AAraon describes his 16 dogs as steady and tough, traits he hopes to begin leveraging. With a team now called the most powerful on the trail, he is hoping to outflex the frontrunners, notwithstanding their three hour lead.
I often had coffee and talked dogs with Aaron’s dad when our musher was a little boy. Taking a little license I asked him what the deal was with the cigarettes. “I am getting lots of heat. I am quitting immediately after the Iditarod. “ To formalize and document the statement, I had musher Sebastian Schnuelle take photo below, rather than give him a public spanking. If you see Aaron, remind him!
At the moment Aaron is driving sixteen dogs.

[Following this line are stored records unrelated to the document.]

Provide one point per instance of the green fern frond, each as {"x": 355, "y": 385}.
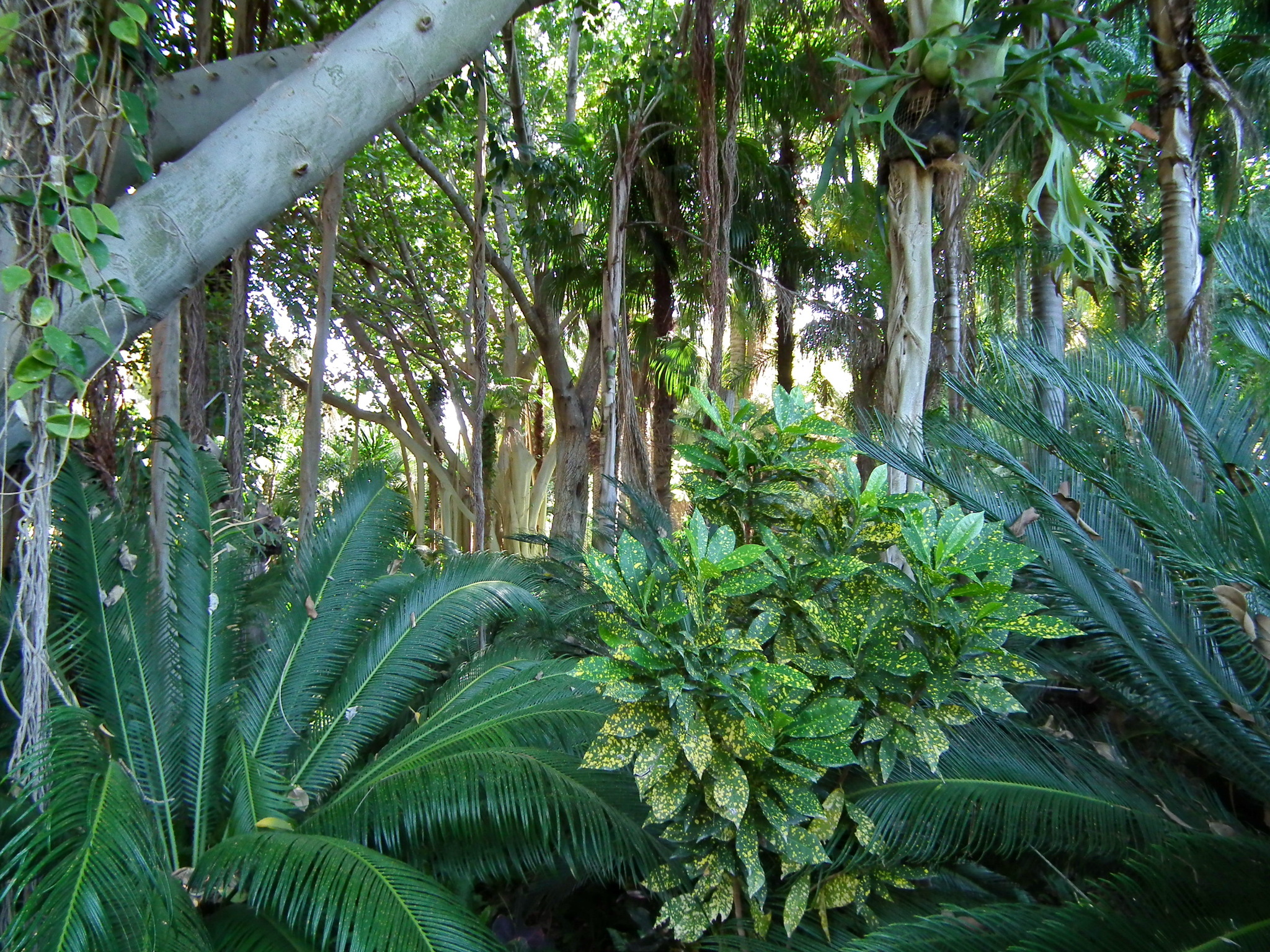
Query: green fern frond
{"x": 339, "y": 895}
{"x": 128, "y": 667}
{"x": 1005, "y": 791}
{"x": 87, "y": 870}
{"x": 235, "y": 928}
{"x": 205, "y": 583}
{"x": 465, "y": 794}
{"x": 309, "y": 644}
{"x": 397, "y": 659}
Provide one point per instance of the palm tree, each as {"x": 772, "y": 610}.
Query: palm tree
{"x": 290, "y": 749}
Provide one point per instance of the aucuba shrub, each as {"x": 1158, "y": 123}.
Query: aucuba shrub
{"x": 773, "y": 645}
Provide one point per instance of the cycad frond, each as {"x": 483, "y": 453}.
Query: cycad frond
{"x": 1165, "y": 902}
{"x": 205, "y": 584}
{"x": 1161, "y": 464}
{"x": 309, "y": 644}
{"x": 128, "y": 667}
{"x": 87, "y": 868}
{"x": 489, "y": 785}
{"x": 398, "y": 658}
{"x": 339, "y": 895}
{"x": 235, "y": 928}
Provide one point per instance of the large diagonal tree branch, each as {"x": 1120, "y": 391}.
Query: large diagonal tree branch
{"x": 465, "y": 214}
{"x": 196, "y": 209}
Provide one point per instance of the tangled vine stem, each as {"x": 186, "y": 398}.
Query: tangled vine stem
{"x": 65, "y": 71}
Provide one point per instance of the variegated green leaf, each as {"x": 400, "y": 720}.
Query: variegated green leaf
{"x": 825, "y": 827}
{"x": 609, "y": 753}
{"x": 1043, "y": 626}
{"x": 1001, "y": 663}
{"x": 796, "y": 903}
{"x": 990, "y": 694}
{"x": 694, "y": 736}
{"x": 825, "y": 752}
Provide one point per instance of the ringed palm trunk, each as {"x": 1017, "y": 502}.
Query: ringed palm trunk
{"x": 1173, "y": 25}
{"x": 911, "y": 309}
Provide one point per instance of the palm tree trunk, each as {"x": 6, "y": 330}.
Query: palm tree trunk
{"x": 911, "y": 309}
{"x": 662, "y": 425}
{"x": 1049, "y": 325}
{"x": 1173, "y": 23}
{"x": 310, "y": 451}
{"x": 481, "y": 299}
{"x": 195, "y": 320}
{"x": 571, "y": 95}
{"x": 241, "y": 267}
{"x": 164, "y": 405}
{"x": 610, "y": 328}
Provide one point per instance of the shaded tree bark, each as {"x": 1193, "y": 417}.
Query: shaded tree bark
{"x": 1049, "y": 325}
{"x": 235, "y": 434}
{"x": 1173, "y": 27}
{"x": 911, "y": 310}
{"x": 310, "y": 448}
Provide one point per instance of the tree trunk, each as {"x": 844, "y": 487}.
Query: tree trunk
{"x": 1173, "y": 24}
{"x": 713, "y": 198}
{"x": 195, "y": 324}
{"x": 571, "y": 94}
{"x": 721, "y": 266}
{"x": 1049, "y": 325}
{"x": 310, "y": 450}
{"x": 198, "y": 208}
{"x": 911, "y": 309}
{"x": 481, "y": 296}
{"x": 786, "y": 266}
{"x": 949, "y": 180}
{"x": 164, "y": 408}
{"x": 235, "y": 434}
{"x": 605, "y": 530}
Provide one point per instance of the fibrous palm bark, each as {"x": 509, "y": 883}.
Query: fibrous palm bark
{"x": 1173, "y": 27}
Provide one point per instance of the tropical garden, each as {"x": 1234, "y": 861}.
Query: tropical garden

He plans to drop one, but says that’s OK, “I have a big leader that likes the trail for himself, so dropping a dog opens up a single spot on the towline.”
The veteran and consummate 4x champ is running in the background with Aaron and tells me, “I know, I know, it sounds old, but seriously, I have never had a dog team eat so well.” The proof is in the pudding, the dogs are inhaling buckets of feed, the sure indicator that the dogs are very much interested in life and putting some miles down.
“one inch off the edge of the trail and it was like falling through a trap door to a bottomless pit,”King says about the trail to Ruby. The trenches left by the snowmachines are two feet deep with trail breakers telling us that new falling snow was so deep it was moving fifteen feet ahead of the trail busting machine.
In the checkpoint, I catch King eating lunch while a group of us talk about the race. When a couple of us observe that King, Aaron, and Dee Jonrowes team look vibrant, King jokes, “Well, maybe they (referring to the present front four) are racing the wrong people,” a funny comment, but worth considering.
Its often happened, especially early in the race, that bold moves between competitors ends up the wrong tactic for both. From behind emerges a more preserved team and takes the marbles. With half a race still to go, and uncertainties always present on the Bering Sea Coast, King’s comment could be fortune telling.
I really wanted to get his comments on the importance of time of day. “Always it’s better to get the dogs running in time with the turn of light,” a fact he emphasizing where he took his rests and decided at what time to run.
Aliy Zirkle is enroute to Galena, albeit in the middle of the day (different strategy than King, Burmeister), but both like the way she played her rest breaks. She rested just before Ruby in the hills, scooted through Ruby, and on her way to Galena.